Les athlètes, interdits de parole

Leur situation est délicate. Le Comité international olympique (CIO) a rappelé que toute forme de publicité ou de propagande politique leur était interdite, sous peine d’être disqualifié. Ce sont donc les anciens sportifs qui s’expriment. La championne de tennis américaine Martina Navratilova, lesbienne militante, a d’ailleurs critiqué le CIO pour sa passivité face aux lois homophobes russes. Elle estime qu’il a adopté «la politique de l’autruche».
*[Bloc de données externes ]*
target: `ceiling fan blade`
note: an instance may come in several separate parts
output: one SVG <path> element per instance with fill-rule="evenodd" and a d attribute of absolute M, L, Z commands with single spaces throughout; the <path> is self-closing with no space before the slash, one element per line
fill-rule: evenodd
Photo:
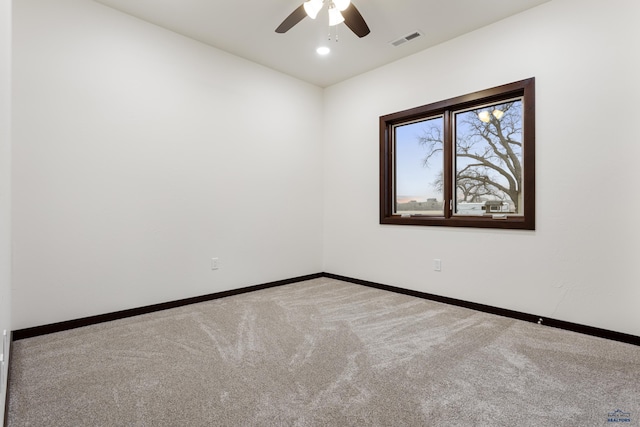
<path fill-rule="evenodd" d="M 353 3 L 342 12 L 344 24 L 358 37 L 364 37 L 371 32 L 369 26 Z"/>
<path fill-rule="evenodd" d="M 282 21 L 282 24 L 276 28 L 276 33 L 286 33 L 293 28 L 294 25 L 302 21 L 305 16 L 307 16 L 307 12 L 304 11 L 304 5 L 301 4 L 296 10 L 291 12 L 291 15 L 287 16 L 285 20 Z"/>

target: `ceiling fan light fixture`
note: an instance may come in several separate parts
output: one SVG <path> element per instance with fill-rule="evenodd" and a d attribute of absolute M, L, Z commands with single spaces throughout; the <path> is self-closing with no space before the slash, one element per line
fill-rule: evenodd
<path fill-rule="evenodd" d="M 349 7 L 351 0 L 333 0 L 333 4 L 340 12 L 342 12 Z"/>
<path fill-rule="evenodd" d="M 315 19 L 320 11 L 324 9 L 325 5 L 328 9 L 330 27 L 344 22 L 349 30 L 360 38 L 371 32 L 360 11 L 351 0 L 306 0 L 302 2 L 300 6 L 296 7 L 294 11 L 278 25 L 276 33 L 286 33 L 307 16 Z M 340 13 L 341 11 L 344 12 L 344 16 Z M 329 34 L 331 34 L 331 30 Z M 331 38 L 331 35 L 329 35 L 329 38 Z M 335 38 L 336 41 L 338 41 L 337 33 L 335 34 Z"/>
<path fill-rule="evenodd" d="M 336 7 L 329 8 L 329 26 L 333 27 L 344 22 L 344 16 Z"/>
<path fill-rule="evenodd" d="M 304 11 L 307 12 L 307 16 L 311 19 L 316 19 L 320 9 L 322 9 L 322 0 L 308 0 L 304 2 Z"/>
Par ailleurs, 15 athlètes nord-américains et européens ont écrit au nouveau président du CIO Thomas Bach, lui demandant de prendre position et estimant que la loi russe «violait clairement» la charte olympique, qui interdit «toute forme de discrimination». Ils n’ont manifestement pas été entendus.

Les entreprises, peu nombreuses à protester

Ce sont elles que l’organisation All Out vise. Une dizaine des manifestations de ce mercredi aura d’ailleurs lieu devant des enseignes McDonald’s, notamment à Paris. Guillaume Bonnet estime que «si les sponsors dénoncent aujourd’hui clairement les lois anti-gays, cela impactera les prochains JO, rendant impossible leur organisation dans des pays ayant des législations homophobes».

Pour l’heure, très peu d’entreprises ont pris position. Mardi, le géant des télécommunications AT&T est sorti du bois. S’il ne fait pas partie des sponsors des jeux de Sotchi, il a longtemps parrainé le comité olympique américain. «Nous nous opposons aux lois anti-LGBT en Russie, a écrit sur son site AT&T. La loi russe est nocive pour les personnes et les familles LGBT, et nuit à une société de la diversité». Le groupe a exprimé son «espoir que d’autres (entreprises) impliquées dans les jeux olympiques feront la même chose».